Fraser Nelson challenges David Cameron’s self-serving rhetoric on the Libyan war:
‘Were we right to stop a massacre? Yes, we absolutely were,’ said David Cameron on his Radio 4 Today programme interview. But the real question is different: were we right to depose Gaddafi, given the chaos (and bloodshed) that has followed in Libya?
The difference between these two questions reflects the gap between the two sides in debates over “humanitarian” intervention. The interventionist assumes that his stated good intentions are what matter most, while those on the other side judge the policy by its likely consequences and actual results. Cameron asserts that there was certain to be a massacre and that the intervention prevented it. This is a dubious assertion, but it can’t be disproven. Cameron is going to frame the war in this way because it avoids addressing the war’s destabilizing and harmful effects, many of which opponents of the war expected and cited as reasons not to intervene. Cameron naturally doesn’t want to be judged on the effects of the war he championed, but only wants people to remember that he meant well.

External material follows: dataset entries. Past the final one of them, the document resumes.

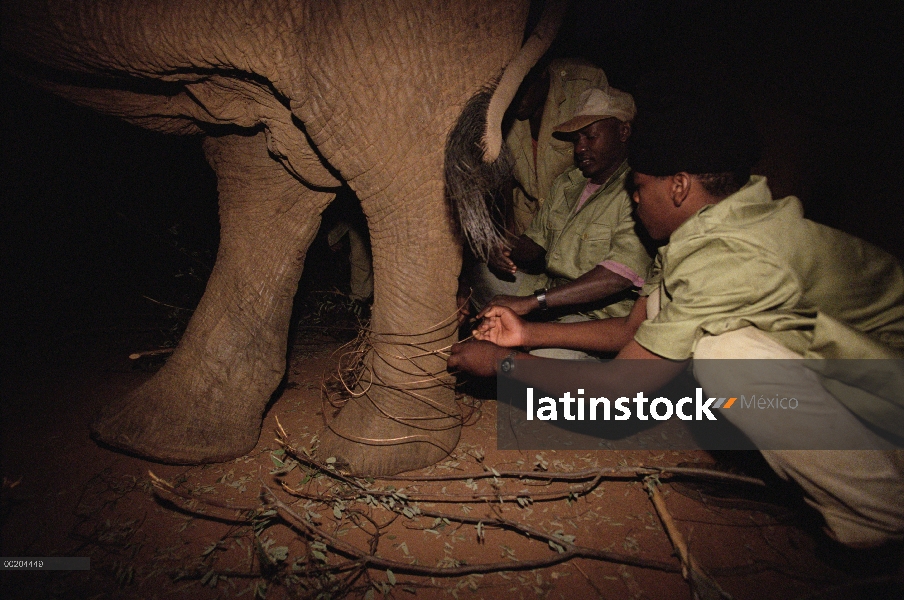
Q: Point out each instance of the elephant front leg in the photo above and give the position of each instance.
(403, 414)
(206, 403)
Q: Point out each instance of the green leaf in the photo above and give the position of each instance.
(279, 553)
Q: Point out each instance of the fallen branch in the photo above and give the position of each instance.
(703, 587)
(147, 353)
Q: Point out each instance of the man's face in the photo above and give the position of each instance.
(600, 147)
(655, 208)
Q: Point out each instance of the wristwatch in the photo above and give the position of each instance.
(508, 363)
(540, 295)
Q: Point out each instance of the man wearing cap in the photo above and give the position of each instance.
(746, 276)
(582, 245)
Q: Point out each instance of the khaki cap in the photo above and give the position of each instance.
(596, 104)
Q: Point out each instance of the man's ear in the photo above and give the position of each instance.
(624, 132)
(680, 188)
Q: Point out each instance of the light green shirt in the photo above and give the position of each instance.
(567, 79)
(575, 242)
(752, 260)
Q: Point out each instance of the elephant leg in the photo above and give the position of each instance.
(206, 403)
(404, 415)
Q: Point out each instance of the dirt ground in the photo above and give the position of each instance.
(65, 496)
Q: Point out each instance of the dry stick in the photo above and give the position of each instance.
(145, 353)
(369, 561)
(626, 472)
(702, 585)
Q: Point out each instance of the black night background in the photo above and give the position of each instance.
(105, 227)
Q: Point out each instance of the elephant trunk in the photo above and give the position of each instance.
(477, 163)
(515, 72)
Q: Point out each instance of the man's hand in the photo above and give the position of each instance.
(521, 305)
(500, 261)
(502, 327)
(477, 358)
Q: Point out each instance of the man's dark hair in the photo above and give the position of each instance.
(723, 184)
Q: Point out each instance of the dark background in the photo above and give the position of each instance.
(96, 213)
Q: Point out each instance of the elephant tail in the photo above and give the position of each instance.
(478, 166)
(473, 185)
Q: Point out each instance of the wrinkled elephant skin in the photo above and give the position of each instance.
(312, 93)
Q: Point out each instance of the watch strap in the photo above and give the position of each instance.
(540, 295)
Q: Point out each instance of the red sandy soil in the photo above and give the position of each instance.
(65, 496)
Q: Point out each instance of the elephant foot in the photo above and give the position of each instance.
(364, 441)
(162, 423)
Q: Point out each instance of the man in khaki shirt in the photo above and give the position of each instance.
(581, 252)
(744, 276)
(538, 156)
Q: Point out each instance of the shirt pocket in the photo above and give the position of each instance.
(593, 246)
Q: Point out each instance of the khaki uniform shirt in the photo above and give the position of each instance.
(602, 230)
(567, 79)
(752, 260)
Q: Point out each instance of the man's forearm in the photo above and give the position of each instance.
(607, 335)
(592, 286)
(603, 335)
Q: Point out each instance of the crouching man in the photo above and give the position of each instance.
(744, 276)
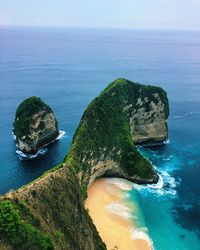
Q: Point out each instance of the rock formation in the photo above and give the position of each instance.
(125, 113)
(35, 125)
(48, 213)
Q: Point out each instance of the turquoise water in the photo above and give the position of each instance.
(67, 68)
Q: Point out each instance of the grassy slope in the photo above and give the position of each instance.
(24, 115)
(49, 213)
(104, 129)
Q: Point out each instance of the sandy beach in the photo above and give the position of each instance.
(112, 216)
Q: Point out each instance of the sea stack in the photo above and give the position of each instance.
(35, 125)
(124, 114)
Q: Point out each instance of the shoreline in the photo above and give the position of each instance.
(113, 215)
(42, 150)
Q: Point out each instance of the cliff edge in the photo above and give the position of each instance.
(35, 125)
(124, 114)
(48, 213)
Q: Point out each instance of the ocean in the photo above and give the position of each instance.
(69, 67)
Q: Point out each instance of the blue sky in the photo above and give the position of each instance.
(145, 14)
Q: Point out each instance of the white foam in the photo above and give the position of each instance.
(121, 183)
(141, 235)
(119, 210)
(158, 185)
(14, 136)
(60, 135)
(166, 185)
(40, 152)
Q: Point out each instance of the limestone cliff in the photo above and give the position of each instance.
(125, 113)
(48, 213)
(35, 125)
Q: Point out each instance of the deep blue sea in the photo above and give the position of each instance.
(67, 68)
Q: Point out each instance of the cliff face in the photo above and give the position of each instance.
(35, 125)
(49, 213)
(149, 126)
(125, 113)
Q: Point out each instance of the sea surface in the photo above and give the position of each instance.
(67, 68)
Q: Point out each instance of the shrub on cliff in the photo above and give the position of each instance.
(17, 232)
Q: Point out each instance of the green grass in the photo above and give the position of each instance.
(24, 115)
(104, 128)
(20, 234)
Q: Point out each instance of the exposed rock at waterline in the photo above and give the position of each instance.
(35, 125)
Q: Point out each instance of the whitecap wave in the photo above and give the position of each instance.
(40, 152)
(186, 114)
(120, 210)
(165, 186)
(121, 183)
(13, 135)
(60, 135)
(137, 234)
(158, 185)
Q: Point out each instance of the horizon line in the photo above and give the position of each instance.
(100, 27)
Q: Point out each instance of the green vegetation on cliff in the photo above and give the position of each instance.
(49, 212)
(24, 115)
(104, 131)
(20, 234)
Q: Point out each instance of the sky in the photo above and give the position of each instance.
(134, 14)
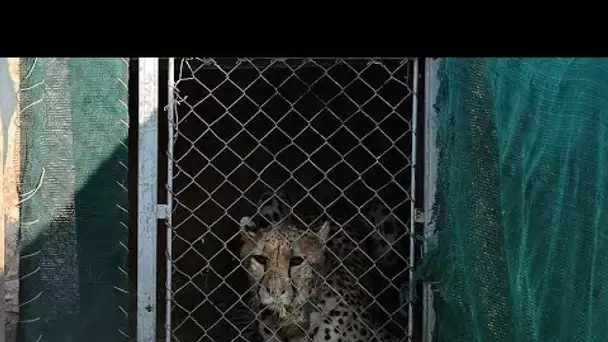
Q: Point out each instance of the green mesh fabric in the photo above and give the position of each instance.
(74, 236)
(521, 203)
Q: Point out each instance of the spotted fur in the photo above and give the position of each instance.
(320, 296)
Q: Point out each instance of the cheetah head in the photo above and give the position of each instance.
(285, 262)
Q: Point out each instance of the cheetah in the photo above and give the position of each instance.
(305, 282)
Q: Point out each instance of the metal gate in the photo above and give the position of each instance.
(332, 139)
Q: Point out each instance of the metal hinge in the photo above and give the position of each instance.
(161, 211)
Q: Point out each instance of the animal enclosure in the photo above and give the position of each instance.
(336, 137)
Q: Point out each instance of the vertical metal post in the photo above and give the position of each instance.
(430, 179)
(169, 210)
(147, 197)
(412, 260)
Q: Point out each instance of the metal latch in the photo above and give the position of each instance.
(161, 211)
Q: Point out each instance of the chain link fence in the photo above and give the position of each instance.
(334, 136)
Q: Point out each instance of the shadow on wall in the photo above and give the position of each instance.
(79, 290)
(9, 171)
(74, 190)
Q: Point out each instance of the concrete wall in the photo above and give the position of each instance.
(9, 173)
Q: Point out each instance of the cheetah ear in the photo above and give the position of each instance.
(323, 232)
(248, 227)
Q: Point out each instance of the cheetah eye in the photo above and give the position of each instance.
(295, 261)
(260, 259)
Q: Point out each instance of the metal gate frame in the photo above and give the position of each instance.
(149, 211)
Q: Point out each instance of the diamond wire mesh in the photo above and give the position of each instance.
(334, 135)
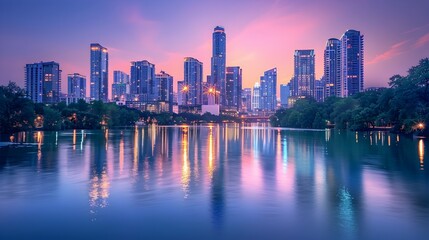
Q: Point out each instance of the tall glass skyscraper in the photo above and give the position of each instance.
(193, 82)
(332, 68)
(303, 81)
(143, 81)
(76, 86)
(268, 91)
(218, 63)
(164, 85)
(99, 68)
(43, 82)
(352, 74)
(120, 86)
(234, 79)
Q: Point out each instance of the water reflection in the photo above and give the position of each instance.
(219, 178)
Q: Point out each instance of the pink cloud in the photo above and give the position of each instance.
(423, 40)
(393, 51)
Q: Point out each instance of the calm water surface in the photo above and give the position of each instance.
(214, 182)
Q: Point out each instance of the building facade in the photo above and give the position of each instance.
(76, 86)
(332, 68)
(193, 82)
(284, 95)
(218, 63)
(352, 63)
(143, 81)
(268, 90)
(234, 81)
(99, 70)
(121, 86)
(43, 82)
(303, 80)
(164, 85)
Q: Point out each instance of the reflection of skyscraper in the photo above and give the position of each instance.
(233, 87)
(332, 68)
(218, 62)
(193, 80)
(352, 74)
(99, 72)
(43, 82)
(303, 81)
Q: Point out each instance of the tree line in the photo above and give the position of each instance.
(402, 107)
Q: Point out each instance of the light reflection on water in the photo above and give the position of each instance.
(216, 182)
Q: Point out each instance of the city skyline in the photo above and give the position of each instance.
(389, 45)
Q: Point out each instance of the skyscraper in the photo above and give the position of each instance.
(246, 99)
(284, 95)
(303, 81)
(76, 86)
(120, 86)
(164, 85)
(332, 68)
(142, 81)
(43, 82)
(99, 67)
(218, 63)
(256, 96)
(268, 91)
(234, 78)
(193, 81)
(352, 69)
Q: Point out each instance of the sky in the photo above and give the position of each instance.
(261, 34)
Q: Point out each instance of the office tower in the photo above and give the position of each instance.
(268, 92)
(319, 89)
(256, 97)
(352, 56)
(332, 68)
(284, 95)
(218, 62)
(143, 81)
(76, 86)
(120, 86)
(246, 99)
(193, 81)
(303, 81)
(180, 93)
(164, 88)
(43, 82)
(234, 79)
(99, 68)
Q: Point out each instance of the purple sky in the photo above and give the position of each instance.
(261, 34)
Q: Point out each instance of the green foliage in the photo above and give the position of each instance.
(402, 106)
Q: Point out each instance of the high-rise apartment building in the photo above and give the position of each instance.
(121, 86)
(164, 88)
(352, 67)
(43, 82)
(332, 68)
(193, 81)
(303, 80)
(234, 79)
(143, 81)
(218, 63)
(99, 68)
(268, 90)
(76, 86)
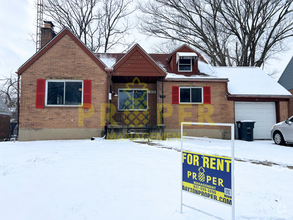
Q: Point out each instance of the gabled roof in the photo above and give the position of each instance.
(51, 43)
(182, 48)
(119, 67)
(286, 78)
(3, 108)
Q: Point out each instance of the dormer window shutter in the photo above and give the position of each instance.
(207, 94)
(40, 93)
(87, 94)
(175, 94)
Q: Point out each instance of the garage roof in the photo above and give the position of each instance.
(250, 81)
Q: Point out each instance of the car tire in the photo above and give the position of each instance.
(278, 138)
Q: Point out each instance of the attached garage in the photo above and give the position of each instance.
(263, 113)
(256, 97)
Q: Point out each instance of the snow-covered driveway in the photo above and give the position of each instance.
(83, 179)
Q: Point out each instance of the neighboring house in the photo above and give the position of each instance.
(286, 80)
(5, 116)
(68, 92)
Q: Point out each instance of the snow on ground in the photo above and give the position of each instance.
(102, 179)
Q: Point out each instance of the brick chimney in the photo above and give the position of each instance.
(47, 33)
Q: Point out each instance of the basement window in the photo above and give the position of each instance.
(132, 99)
(63, 93)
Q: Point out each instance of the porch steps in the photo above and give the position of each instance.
(142, 133)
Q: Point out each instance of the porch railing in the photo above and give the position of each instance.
(137, 118)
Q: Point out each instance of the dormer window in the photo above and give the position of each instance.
(185, 61)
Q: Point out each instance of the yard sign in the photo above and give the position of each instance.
(208, 176)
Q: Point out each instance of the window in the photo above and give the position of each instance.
(185, 60)
(184, 65)
(190, 95)
(132, 99)
(60, 92)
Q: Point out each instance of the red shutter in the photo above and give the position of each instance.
(207, 95)
(175, 94)
(40, 94)
(87, 93)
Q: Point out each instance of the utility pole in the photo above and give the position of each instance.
(39, 24)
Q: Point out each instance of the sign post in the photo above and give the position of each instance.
(209, 176)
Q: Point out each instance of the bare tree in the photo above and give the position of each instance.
(251, 31)
(8, 92)
(100, 24)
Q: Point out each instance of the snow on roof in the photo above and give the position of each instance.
(250, 81)
(206, 69)
(186, 54)
(3, 108)
(108, 60)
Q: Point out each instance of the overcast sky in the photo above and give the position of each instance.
(18, 20)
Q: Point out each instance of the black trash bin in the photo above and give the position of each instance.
(245, 130)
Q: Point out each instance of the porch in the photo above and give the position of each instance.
(136, 125)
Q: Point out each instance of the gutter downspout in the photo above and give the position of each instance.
(162, 100)
(18, 77)
(109, 72)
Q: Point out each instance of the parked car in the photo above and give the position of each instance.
(282, 132)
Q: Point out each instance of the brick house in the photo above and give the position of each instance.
(286, 80)
(5, 116)
(68, 92)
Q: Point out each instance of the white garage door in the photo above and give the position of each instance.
(263, 113)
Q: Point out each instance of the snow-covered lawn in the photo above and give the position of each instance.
(83, 179)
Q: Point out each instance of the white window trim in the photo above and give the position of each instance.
(147, 91)
(202, 101)
(55, 80)
(185, 65)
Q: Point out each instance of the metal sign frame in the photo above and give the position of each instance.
(232, 166)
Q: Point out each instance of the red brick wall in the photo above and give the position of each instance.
(223, 110)
(65, 60)
(4, 126)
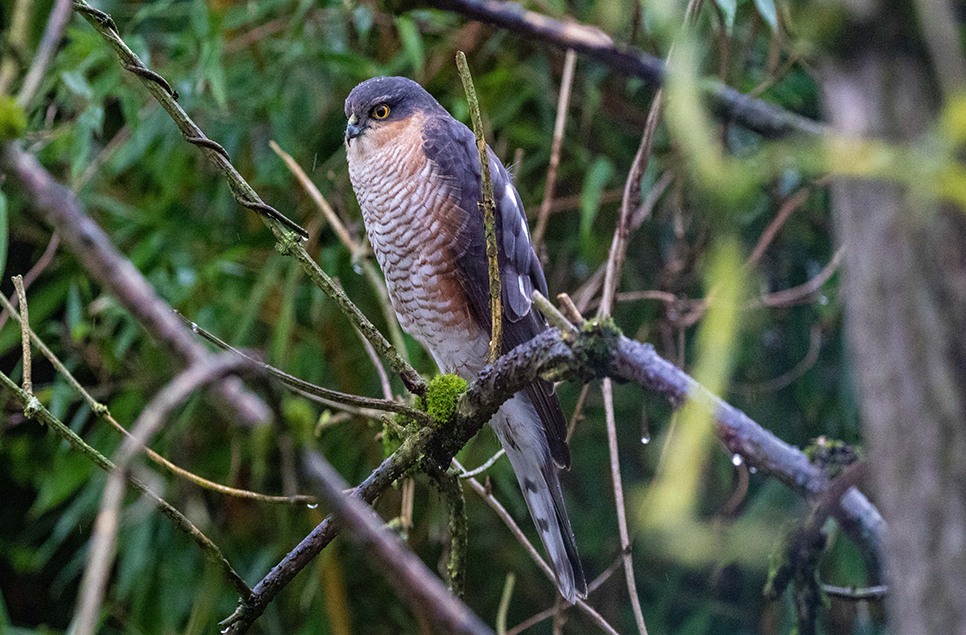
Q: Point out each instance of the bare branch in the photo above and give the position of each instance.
(45, 52)
(487, 206)
(856, 594)
(100, 410)
(425, 593)
(101, 555)
(728, 104)
(28, 386)
(550, 187)
(210, 549)
(105, 263)
(285, 230)
(306, 388)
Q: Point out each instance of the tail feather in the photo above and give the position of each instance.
(520, 432)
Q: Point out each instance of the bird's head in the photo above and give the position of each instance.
(382, 107)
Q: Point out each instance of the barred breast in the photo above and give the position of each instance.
(411, 219)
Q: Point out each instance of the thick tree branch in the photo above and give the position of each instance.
(727, 103)
(595, 351)
(427, 595)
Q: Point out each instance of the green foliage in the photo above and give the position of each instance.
(280, 70)
(442, 395)
(13, 121)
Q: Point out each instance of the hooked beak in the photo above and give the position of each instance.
(353, 129)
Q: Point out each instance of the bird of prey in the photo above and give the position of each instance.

Those two questions are closely related. It was practically guaranteed and entirely foreseeable that the intervention in Libya would not remain limited to protecting an enclave in eastern Libya against Gaddafi’s forces.The impetus for intervening in the first place was always to take sides in the civil war against the government, and once the U.S. and its allies took that side they were always very likely to press on until “their side” prevailed. If one favored “doing something” militarily to oppose the Libyan government, one favored going to war with the Libyan government until it was defeated, and in that case the government’s defeat was going to be its overthrow. Though the Obama administration and other intervening governments pretended for the sake of appearances that regime change was not the goal of the mission, it was clear very early on that toppling the Libyan government was bound to be what the intervening governments would define as “success” once they had tied themselves to the rebels’ cause. After the fact, Libyan war supporters crowed that the intervention had “worked” because it had toppled the Libyan government, which they had previously claimed was exactly not what the intervention was designed to achieve.
The Libyan case is a good recent example of how military interventions that are sold as “limited” and defensive in nature at the beginning can easily morph into a much more ambitious and aggressive policy. Sometimes this escalation may be the intention of the intervening governments all along, and sometimes it will result from political pressure from hawks back home that make demands to “do more” or “finish the job.” Regardless, once a government has crossed the line and initiated hostilities it is almost impossible politically for them to pull back and halt an intervention, and a government that is inclined to start an unnecessary war is also unlikely to see the virtue in stopping it.